Case 3, where neither the SUID nor SGID bit is set on the executable, also seems to be unspecified behaviour.
Classically on Unix systems, the EUID and RUID could be different, and the difference would be inherited across multiple (fork() and) exec() operations if the executable does not override the EUID or EGID with its own SUID or SGID bits. However, it is not clear that the POSIX standard mandates or prohibits this; it seems to be unspecified behaviour. The rationale section provides no guidance on the intentions.

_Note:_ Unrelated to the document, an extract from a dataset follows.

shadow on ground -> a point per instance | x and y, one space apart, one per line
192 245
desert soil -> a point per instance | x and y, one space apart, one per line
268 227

If my reading is correct, then I find it amusing that the ST_NOSUID bit means that if a program is launched by a process that is running SUID, then the program on the 'no SUID' file system will be run with different real and effective UID (RUID and EUID), which seems counter-intuitive. It doesn't matter what the SUID and SGID bits on the executable are set to (so the bits on the executable are ignored), but the inherited values of EUID and RUID are maintained.
This code finally worked:
#include <stdio.h>
#include <errno.h>
#include <sys/types.h>
#include <unistd.h>
#include <grp.h>
int main(void)
{
gid_t g = getegid();
if(setregid(g, g) != 0)
{
printf("Error setting GID: %s.\n", strerror(errno));
}
execl("/tmp/whoami_script.sh", "/tmp/whoami_script.sh", NULL);
printf("Error: %s.\n", strerror(errno));
return 0;
}
The problem was I was only setting my effective GID, not my real GID. Therefore, when I exec'd, the child process was started with the EGID set to the RGID. So, in my code, I used setregid which worked fine.